The study, completed in conjunction with the Uganda National Academy of Sciences, examined over 150 recent research papers testing the effects of social and biological factors on sexual orientation. They used the results to determine whether the public health arguments some African officials put forward for criminalizing homosexuality had a scientific leg to stand on. The answer was no:
- They found no evidence that the relationship between parent and child can affect the child's adult sexual orientation, even though parenting style and early childhood experience does have strong effects on adult intelligence and later educational achievement.
- They found no evidence that sexual orientation could be "transmitted" through social interactions with LGBTI people or changed by peer pressure, refuting the argument that teenagers are "recruited" into same-sex relationships.
- They found no evidence that sexual orientation can be changed by therapy, refuting the argument that people with same-sex orientations should be given corrective therapy.
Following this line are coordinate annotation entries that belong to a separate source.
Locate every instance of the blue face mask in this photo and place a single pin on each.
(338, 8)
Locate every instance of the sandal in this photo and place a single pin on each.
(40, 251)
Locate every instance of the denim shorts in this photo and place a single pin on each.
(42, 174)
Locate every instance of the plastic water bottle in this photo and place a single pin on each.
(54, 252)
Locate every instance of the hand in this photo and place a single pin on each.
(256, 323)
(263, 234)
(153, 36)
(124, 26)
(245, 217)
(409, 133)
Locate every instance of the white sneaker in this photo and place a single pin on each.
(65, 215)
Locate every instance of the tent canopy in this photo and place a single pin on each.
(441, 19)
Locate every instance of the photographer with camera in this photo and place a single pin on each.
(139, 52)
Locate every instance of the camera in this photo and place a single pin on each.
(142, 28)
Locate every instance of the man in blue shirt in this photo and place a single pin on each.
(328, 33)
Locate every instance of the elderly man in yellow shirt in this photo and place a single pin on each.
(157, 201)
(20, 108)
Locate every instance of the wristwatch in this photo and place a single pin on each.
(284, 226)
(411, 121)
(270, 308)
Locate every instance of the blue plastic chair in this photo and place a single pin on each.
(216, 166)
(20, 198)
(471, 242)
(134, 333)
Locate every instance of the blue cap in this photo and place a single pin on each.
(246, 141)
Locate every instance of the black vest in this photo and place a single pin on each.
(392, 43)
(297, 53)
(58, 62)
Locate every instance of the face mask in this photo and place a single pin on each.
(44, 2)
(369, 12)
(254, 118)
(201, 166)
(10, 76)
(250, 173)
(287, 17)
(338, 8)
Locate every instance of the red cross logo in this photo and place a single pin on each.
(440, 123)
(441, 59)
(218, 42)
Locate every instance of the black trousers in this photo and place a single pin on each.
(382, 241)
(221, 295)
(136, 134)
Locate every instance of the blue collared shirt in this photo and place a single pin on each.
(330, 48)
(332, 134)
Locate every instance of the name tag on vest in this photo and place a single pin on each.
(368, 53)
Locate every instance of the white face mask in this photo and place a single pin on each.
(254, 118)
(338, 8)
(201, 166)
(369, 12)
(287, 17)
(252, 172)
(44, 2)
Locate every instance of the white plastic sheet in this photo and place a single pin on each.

They also found that many varieties of biological evidence support the idea that sexual orientation is innate, including studies of genetic linkage, epigenetics, twin siblings, and neuroanatomy. These studies support the idea that sexual orientation is produced from a complex interaction of each individual's genes and the uterine environment, and firmly refute the idea that a same-sex orientation is "unnatural".
From the study:
Proponents of new laws against same-sex relationships often argue that the key difference between discriminating on the basis of sex or race, and discriminating on the basis of sexual orientation, is that same-sex orientation is chosen rather than biological (or, alternatively, when this argument is debunked, that same-sex orientation is forced onto people by homosexual 'recruiters', usually through forced molestation). People making these arguments usually also believe that same-sex attraction is a pathology and an illness of some kind, i.e. both that it can be 'cured' and that it is inferior to heterosexuality and threatening to heterosexuality.
...these positions have no scientific validity. Sexual orientation is akin to race and biological sex in that, for most people, heterosexual or otherwise, sexual orientation is not a choice in any meaningful sense of the word.
What's more, the study finds that laws that criminalise same-sex orientations do not — as their supporters claim — improve public health.
From the study:
There is clear evidence that more repressive environments increase minority stress and impact negatively on LGBTI health. This has a direct impact on the general population's health, particularly in terms of HIV and AIDS, TB and other STI reduction campaigns. There are no known positive impacts on public health because criminalisation cannot stop people from feeling same-sex attractions and expressing same-sex orientations. It merely makes it harder and more stressful to be same-sex orientated and makes LGBTI individuals less likely to access health care and more likely to suffer ill-health. This causes reductions in broader social cohesion and broader social stress, as well as enhancing the transmission of infectious diseases, including HIV.
Read the entire study from the Academy of Science of South Africa. It may not lead to the repeal of unfair anti-gay legislation tomorrow, but it does makes it clear that those laws don't have anything to do with science.